Il les avait exhortées à remettre les choses en perspective, à jouir du moment présent, réapprendre à apprécier.

— Après être passées par ce que vous vivez, vous savez ce que c’est que profiter d’un après-midi ensoleillé, du ronronnement d’un chat…

Oui, elles savaient.

Bastien les recevait parfois pour débriefer leur journée, faire un point sur leurs difficultés. Quand elle ne faisait pas ses transmissions au médecin, Coralie l’assistait une feuille à la main, dans un coin de la pièce. Ce soir-là, il lui semblait que l’infirmier prenait moins de notes, qu’il écoutait et s’exprimait davantage. Le crayon de l’aide-soignante bougeait de façon différente, comme s’il glissait sur le papier au lieu de le couvrir de lignes. Même quand elle levait les yeux, il était toujours en mouvement. Séverine se demandait ce qu’elle écrivait.

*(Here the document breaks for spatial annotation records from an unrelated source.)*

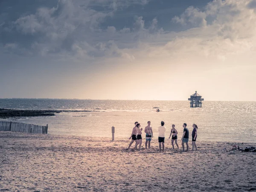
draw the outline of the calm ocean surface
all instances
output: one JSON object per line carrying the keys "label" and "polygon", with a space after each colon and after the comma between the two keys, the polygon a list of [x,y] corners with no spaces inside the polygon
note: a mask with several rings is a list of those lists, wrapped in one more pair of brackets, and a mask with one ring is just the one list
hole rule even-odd
{"label": "calm ocean surface", "polygon": [[[160,108],[160,112],[153,108],[156,107]],[[111,128],[114,126],[116,137],[128,138],[134,122],[139,122],[144,128],[150,121],[156,139],[157,128],[163,120],[167,129],[166,137],[169,137],[174,124],[180,140],[182,125],[186,122],[190,135],[192,125],[198,125],[199,141],[256,143],[256,102],[253,102],[204,101],[202,108],[190,108],[189,101],[5,99],[0,99],[0,108],[97,111],[3,119],[48,124],[49,134],[111,137]],[[145,138],[145,135],[143,137]]]}

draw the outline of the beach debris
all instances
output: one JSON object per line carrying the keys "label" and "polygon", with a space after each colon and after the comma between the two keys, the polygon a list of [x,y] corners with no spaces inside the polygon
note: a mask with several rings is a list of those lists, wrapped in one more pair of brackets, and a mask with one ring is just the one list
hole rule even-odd
{"label": "beach debris", "polygon": [[250,147],[246,147],[244,149],[242,149],[241,151],[243,152],[256,152],[256,148],[252,146]]}

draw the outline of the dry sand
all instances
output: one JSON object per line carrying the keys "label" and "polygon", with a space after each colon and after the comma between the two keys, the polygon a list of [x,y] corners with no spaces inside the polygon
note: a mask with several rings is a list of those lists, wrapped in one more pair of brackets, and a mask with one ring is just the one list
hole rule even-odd
{"label": "dry sand", "polygon": [[256,190],[256,153],[204,142],[183,153],[169,140],[163,153],[153,139],[138,151],[125,150],[128,140],[0,132],[0,191]]}

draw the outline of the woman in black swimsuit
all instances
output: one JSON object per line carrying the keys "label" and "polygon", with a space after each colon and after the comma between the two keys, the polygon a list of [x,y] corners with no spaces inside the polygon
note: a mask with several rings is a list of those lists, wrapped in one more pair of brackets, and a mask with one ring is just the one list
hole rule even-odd
{"label": "woman in black swimsuit", "polygon": [[141,144],[142,143],[142,137],[141,137],[141,134],[142,134],[142,129],[140,129],[140,124],[138,123],[136,125],[137,127],[137,139],[138,140],[138,144],[139,145],[139,151],[140,151],[140,147],[141,146]]}
{"label": "woman in black swimsuit", "polygon": [[197,151],[197,146],[195,144],[196,137],[197,137],[197,125],[195,123],[193,124],[193,131],[192,131],[192,151],[194,151],[194,148],[195,148],[195,151]]}
{"label": "woman in black swimsuit", "polygon": [[178,149],[179,149],[179,145],[178,143],[177,143],[177,139],[178,138],[177,137],[177,134],[178,134],[178,131],[175,128],[175,125],[172,125],[172,128],[171,130],[171,134],[170,134],[170,137],[169,137],[169,139],[171,137],[171,136],[172,134],[172,148],[174,149],[174,145],[173,143],[174,141],[175,141],[175,143],[177,145],[177,147],[178,148]]}

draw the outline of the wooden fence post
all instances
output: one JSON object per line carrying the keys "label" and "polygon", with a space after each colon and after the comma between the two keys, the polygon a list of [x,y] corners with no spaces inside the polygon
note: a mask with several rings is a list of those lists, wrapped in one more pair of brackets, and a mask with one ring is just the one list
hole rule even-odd
{"label": "wooden fence post", "polygon": [[112,141],[113,141],[115,139],[115,127],[112,126]]}

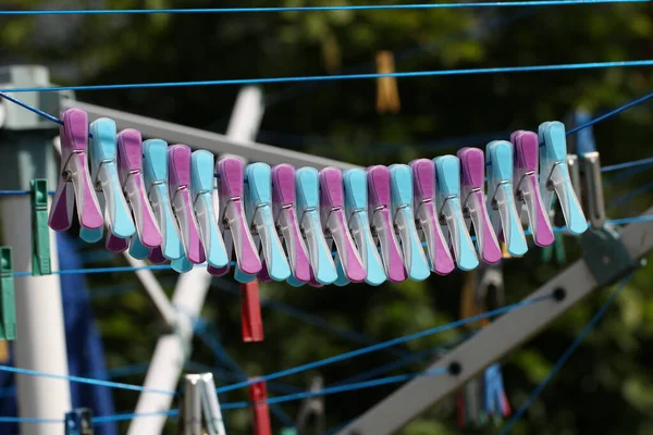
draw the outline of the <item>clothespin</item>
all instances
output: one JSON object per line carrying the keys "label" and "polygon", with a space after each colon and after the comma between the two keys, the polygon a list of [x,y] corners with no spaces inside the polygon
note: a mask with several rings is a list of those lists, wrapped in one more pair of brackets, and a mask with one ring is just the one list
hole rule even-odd
{"label": "clothespin", "polygon": [[394,283],[401,283],[406,279],[407,275],[399,240],[392,221],[390,170],[382,165],[370,166],[367,169],[367,176],[372,235],[381,248],[381,259],[387,278]]}
{"label": "clothespin", "polygon": [[180,435],[225,435],[213,375],[187,374],[184,378]]}
{"label": "clothespin", "polygon": [[[394,57],[391,51],[377,52],[377,72],[379,74],[392,74],[395,71]],[[397,113],[401,109],[397,78],[391,75],[377,79],[377,112]]]}
{"label": "clothespin", "polygon": [[362,169],[347,170],[343,174],[345,189],[345,210],[352,237],[358,248],[360,260],[366,270],[365,282],[381,285],[387,275],[379,257],[377,244],[372,238],[368,217],[367,174]]}
{"label": "clothespin", "polygon": [[[324,382],[321,376],[316,376],[310,383],[310,393],[319,393]],[[308,432],[309,423],[312,421],[312,431]],[[297,415],[297,431],[301,435],[321,435],[324,433],[324,396],[313,396],[304,400]]]}
{"label": "clothespin", "polygon": [[506,243],[510,256],[523,256],[528,250],[521,219],[517,214],[513,192],[513,144],[493,140],[485,148],[488,166],[488,208],[494,233]]}
{"label": "clothespin", "polygon": [[192,160],[190,147],[187,145],[177,144],[168,147],[168,189],[172,213],[180,225],[185,257],[193,264],[201,264],[207,260],[207,257],[205,247],[199,239],[199,228],[195,220],[190,175]]}
{"label": "clothespin", "polygon": [[272,167],[272,211],[281,241],[285,245],[292,276],[299,283],[308,283],[310,261],[297,220],[295,167],[289,164]]}
{"label": "clothespin", "polygon": [[188,272],[193,264],[184,256],[184,246],[180,238],[176,217],[172,213],[168,188],[167,141],[149,139],[143,142],[143,172],[147,196],[163,239],[161,246],[149,250],[147,258],[155,264],[172,260],[172,269],[177,272]]}
{"label": "clothespin", "polygon": [[393,222],[399,236],[404,268],[410,279],[423,281],[431,271],[415,227],[412,171],[407,164],[392,164],[389,170]]}
{"label": "clothespin", "polygon": [[463,217],[460,207],[460,161],[455,156],[442,156],[433,159],[436,179],[436,209],[440,224],[446,225],[445,233],[458,268],[470,271],[479,265],[471,237]]}
{"label": "clothespin", "polygon": [[[243,161],[235,157],[221,159],[215,164],[215,173],[220,194],[219,222],[226,254],[231,262],[232,252],[235,250],[238,269],[248,275],[256,275],[262,265],[245,217]],[[209,272],[221,276],[227,273],[230,268],[230,263],[220,269],[209,266]]]}
{"label": "clothespin", "polygon": [[[250,378],[249,381],[256,380],[257,378]],[[251,401],[252,411],[252,435],[272,435],[266,381],[258,381],[249,384],[249,400]]]}
{"label": "clothespin", "polygon": [[[90,139],[88,153],[90,160],[90,176],[94,182],[98,202],[102,215],[107,217],[109,233],[115,238],[126,239],[136,233],[132,213],[122,192],[118,176],[116,140],[118,130],[115,122],[106,117],[90,124]],[[98,241],[102,238],[104,227],[97,229],[79,229],[79,237],[86,241]],[[109,241],[115,238],[107,237],[107,249],[122,252],[127,247],[124,244],[112,245]]]}
{"label": "clothespin", "polygon": [[483,151],[478,148],[466,147],[460,149],[457,156],[460,160],[463,215],[470,220],[473,225],[479,257],[486,263],[495,263],[502,259],[502,252],[485,207],[485,159]]}
{"label": "clothespin", "polygon": [[[591,120],[587,111],[576,111],[576,125],[584,125]],[[587,194],[587,207],[589,210],[590,224],[593,228],[602,228],[605,225],[605,201],[603,199],[603,181],[601,177],[601,159],[596,151],[592,126],[584,127],[576,134],[576,152],[582,161],[582,173]],[[571,177],[574,185],[574,177]]]}
{"label": "clothespin", "polygon": [[12,248],[0,247],[0,303],[2,315],[0,322],[0,339],[16,339],[16,302],[13,285],[13,257]]}
{"label": "clothespin", "polygon": [[526,211],[538,246],[549,246],[555,241],[549,212],[542,203],[542,194],[539,185],[539,139],[533,132],[517,130],[510,135],[515,147],[515,198],[517,215],[521,215],[521,207]]}
{"label": "clothespin", "polygon": [[[130,254],[144,259],[148,254],[147,248],[160,246],[163,237],[145,190],[140,132],[128,128],[118,134],[118,167],[125,199],[136,224],[136,234],[131,238]],[[115,249],[119,249],[121,243],[126,248],[127,239],[121,239],[113,234],[109,235],[109,238],[107,244],[116,246]]]}
{"label": "clothespin", "polygon": [[48,225],[54,231],[69,229],[76,204],[79,225],[97,229],[104,219],[88,170],[88,115],[79,109],[69,109],[61,119],[61,170]]}
{"label": "clothespin", "polygon": [[77,408],[65,413],[65,435],[93,435],[93,411]]}
{"label": "clothespin", "polygon": [[258,281],[241,283],[241,331],[243,341],[263,340],[263,321]]}
{"label": "clothespin", "polygon": [[48,181],[33,179],[29,183],[32,207],[32,275],[52,273],[50,266],[50,232],[48,228]]}
{"label": "clothespin", "polygon": [[320,171],[320,209],[324,235],[335,243],[336,264],[340,262],[344,277],[354,282],[365,281],[367,272],[356,250],[345,217],[343,173],[337,167]]}
{"label": "clothespin", "polygon": [[[337,272],[326,245],[320,219],[320,181],[318,170],[301,167],[295,172],[299,229],[306,241],[313,285],[333,284]],[[293,277],[288,283],[295,284]],[[296,285],[296,284],[295,284]]]}
{"label": "clothespin", "polygon": [[410,162],[410,167],[412,169],[416,226],[427,239],[431,270],[440,275],[446,275],[456,266],[442,234],[438,210],[435,210],[435,163],[429,159],[418,159]]}
{"label": "clothespin", "polygon": [[569,178],[565,125],[558,121],[545,122],[540,125],[538,133],[542,202],[545,208],[551,208],[552,199],[556,195],[569,232],[582,234],[588,228],[588,222]]}
{"label": "clothespin", "polygon": [[[245,215],[255,246],[262,246],[264,268],[261,269],[267,273],[266,276],[259,273],[259,278],[269,276],[274,281],[285,281],[291,276],[291,268],[272,217],[272,170],[267,163],[250,163],[245,167]],[[238,268],[234,276],[241,283],[256,278],[256,275],[246,274]]]}
{"label": "clothespin", "polygon": [[230,260],[213,208],[214,166],[213,154],[209,151],[197,150],[190,156],[190,191],[199,243],[204,247],[207,263],[213,268],[224,268]]}

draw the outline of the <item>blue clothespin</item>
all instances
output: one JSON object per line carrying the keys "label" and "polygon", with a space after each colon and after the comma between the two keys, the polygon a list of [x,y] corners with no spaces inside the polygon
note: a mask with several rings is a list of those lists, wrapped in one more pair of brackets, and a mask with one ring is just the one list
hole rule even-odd
{"label": "blue clothespin", "polygon": [[[99,119],[90,124],[91,139],[88,145],[90,160],[90,176],[97,192],[98,202],[102,215],[107,216],[109,231],[121,239],[127,239],[136,233],[136,226],[132,220],[132,213],[127,208],[127,201],[122,192],[120,178],[118,176],[116,141],[118,130],[115,122],[107,117]],[[104,209],[107,208],[107,211]],[[99,228],[79,229],[79,237],[88,243],[95,243],[102,238],[103,226]],[[109,241],[110,238],[107,238]],[[112,251],[123,251],[126,244],[120,247],[107,245]]]}
{"label": "blue clothespin", "polygon": [[[337,279],[337,272],[333,263],[331,250],[322,232],[320,220],[320,176],[315,167],[301,167],[295,172],[295,187],[297,188],[297,216],[299,228],[306,240],[306,248],[310,259],[310,266],[315,279],[313,284],[333,284]],[[291,285],[301,285],[291,278]]]}
{"label": "blue clothespin", "polygon": [[442,156],[435,162],[436,201],[440,224],[446,225],[447,240],[454,247],[458,268],[471,271],[479,265],[471,237],[460,208],[460,161],[455,156]]}
{"label": "blue clothespin", "polygon": [[199,239],[208,264],[223,268],[229,263],[229,257],[213,209],[213,167],[214,157],[211,152],[197,150],[190,156],[190,191]]}
{"label": "blue clothespin", "polygon": [[167,141],[149,139],[143,142],[143,167],[145,188],[163,236],[163,244],[149,250],[148,259],[155,264],[172,260],[172,269],[180,273],[188,272],[193,269],[193,264],[184,256],[184,247],[176,220],[172,214],[168,191]]}
{"label": "blue clothespin", "polygon": [[93,435],[93,411],[77,408],[65,413],[65,435]]}
{"label": "blue clothespin", "polygon": [[390,194],[393,222],[404,254],[404,268],[410,279],[423,281],[431,275],[431,270],[415,226],[412,170],[410,166],[407,164],[392,164],[390,166]]}
{"label": "blue clothespin", "polygon": [[528,251],[521,219],[517,214],[513,189],[513,144],[493,140],[485,148],[488,166],[488,210],[494,233],[506,243],[510,256]]}
{"label": "blue clothespin", "polygon": [[542,202],[546,209],[550,209],[554,195],[557,195],[569,232],[582,234],[588,229],[588,221],[569,177],[565,125],[558,121],[545,122],[540,125],[538,134]]}
{"label": "blue clothespin", "polygon": [[[285,281],[291,276],[291,268],[272,217],[272,170],[267,163],[250,163],[245,167],[245,215],[255,235],[255,245],[262,245],[261,272],[267,270],[272,279]],[[239,283],[256,278],[239,268],[234,276]]]}
{"label": "blue clothespin", "polygon": [[[380,285],[387,279],[387,275],[370,231],[367,173],[362,169],[346,170],[343,173],[343,184],[349,232],[367,272],[365,282],[369,285]],[[346,282],[348,283],[348,279]]]}

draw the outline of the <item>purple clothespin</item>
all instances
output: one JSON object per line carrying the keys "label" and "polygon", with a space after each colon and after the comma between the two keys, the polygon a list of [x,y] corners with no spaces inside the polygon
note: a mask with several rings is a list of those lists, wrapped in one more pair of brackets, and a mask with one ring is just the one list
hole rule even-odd
{"label": "purple clothespin", "polygon": [[310,281],[310,262],[297,221],[295,203],[295,167],[283,163],[272,167],[272,208],[274,222],[285,245],[293,276]]}
{"label": "purple clothespin", "polygon": [[367,173],[372,235],[381,246],[381,260],[387,278],[398,283],[405,281],[407,274],[390,210],[390,170],[377,165],[368,167]]}
{"label": "purple clothespin", "polygon": [[187,145],[168,147],[168,188],[172,212],[180,225],[180,235],[184,253],[193,264],[201,264],[207,258],[199,239],[199,231],[195,221],[193,201],[190,200],[190,156],[193,151]]}
{"label": "purple clothespin", "polygon": [[69,109],[61,117],[61,170],[48,225],[54,231],[69,229],[76,202],[79,224],[96,229],[104,224],[104,217],[88,169],[88,115],[83,110]]}
{"label": "purple clothespin", "polygon": [[349,234],[345,217],[343,173],[337,167],[320,171],[320,206],[324,234],[331,237],[331,245],[335,241],[336,260],[345,277],[354,283],[364,282],[367,272]]}
{"label": "purple clothespin", "polygon": [[[149,202],[143,176],[143,139],[140,132],[124,129],[118,134],[118,169],[125,199],[132,209],[136,234],[132,236],[130,253],[134,258],[144,259],[148,251],[140,252],[140,245],[146,248],[156,248],[163,243],[163,236],[157,224],[155,212]],[[136,239],[138,237],[138,239]],[[140,241],[138,244],[137,241]],[[112,250],[123,250],[128,240],[126,238],[110,236],[107,245],[113,246]]]}
{"label": "purple clothespin", "polygon": [[470,220],[477,237],[479,257],[486,263],[502,259],[501,247],[485,207],[485,157],[478,148],[458,150],[463,214]]}
{"label": "purple clothespin", "polygon": [[514,185],[517,215],[521,214],[521,207],[526,203],[533,241],[538,246],[549,246],[554,243],[555,236],[540,191],[538,134],[520,129],[510,135],[510,141],[515,146]]}
{"label": "purple clothespin", "polygon": [[456,265],[442,234],[435,210],[435,164],[430,159],[410,162],[415,197],[415,217],[418,229],[427,239],[431,270],[440,275],[451,273]]}
{"label": "purple clothespin", "polygon": [[220,195],[218,219],[230,263],[224,268],[209,266],[208,271],[218,276],[226,274],[231,269],[232,251],[235,250],[241,270],[246,274],[256,275],[260,272],[262,264],[245,219],[243,161],[234,157],[221,159],[215,164],[215,173],[218,174]]}

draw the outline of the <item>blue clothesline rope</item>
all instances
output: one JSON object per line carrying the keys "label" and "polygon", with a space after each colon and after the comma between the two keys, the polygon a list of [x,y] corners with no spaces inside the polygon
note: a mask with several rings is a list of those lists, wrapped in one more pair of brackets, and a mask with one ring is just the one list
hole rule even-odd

Après qu’elle eut déballé ses ressentis, ils se levèrent et se serrèrent la main. Alors qu’elle s’apprêtait à partir, l’aide-soignante la retint et lui tendit sa feuille. Confuse, Séverine eut un mouvement de recul. Les professionnels de santé n’étaient pas censés faire lire leurs notes aux patients. D’un sourire encourageant, elle l’incita à saisir le papier.

C’était un dessin.

Le dessin d’une fille se tenant un peu trop droite sur son fauteuil, une main refermée autour de son poignet. Un oiseau volait au creux de son cou. Ses longs cheveux se perdaient dans le noir de son être. Ses yeux ne fuyaient pas, ils n’étaient pas rivés au sol ; elle regardait droit devant. Sa bouche était entrouverte, elle parlait. Ses pieds étaient posés l’un par-dessus l’autre, se riant de l’incertitude. Elle dégageait une aura timide, mais on en avait tu le pathétisme. Elle se voyait telle qu’une autre la percevait. Elle était normale. Elle était presque belle. Elle n’était pas un monstre.

Elle était émue par la force avec laquelle l’illustratrice avait insufflé son intention dans le dessin. Elle refoula ses larmes.

— C’est pour vous. Vous pouvez le garder si vous le souhaitez.

Elle plongea dans les yeux de la femme qui lui faisait face, les mots bloqués en travers de la gorge. Elle se raccrocherait à leur bienveillance. Elle aurait voulu photographier leur sourire. Ce souvenir ne méritait pas d'être dévoré par les autres.

Elle partit le cadeau dans les mains. Sur le chemin, elle fixa les deux petites ailes qu’elle avait dessinées autour de ses yeux, plus tôt ce matin-là. Les ailes de l’espoir, les ailes de la confiance.

Elle espérait qu’elle viendrait, un jour.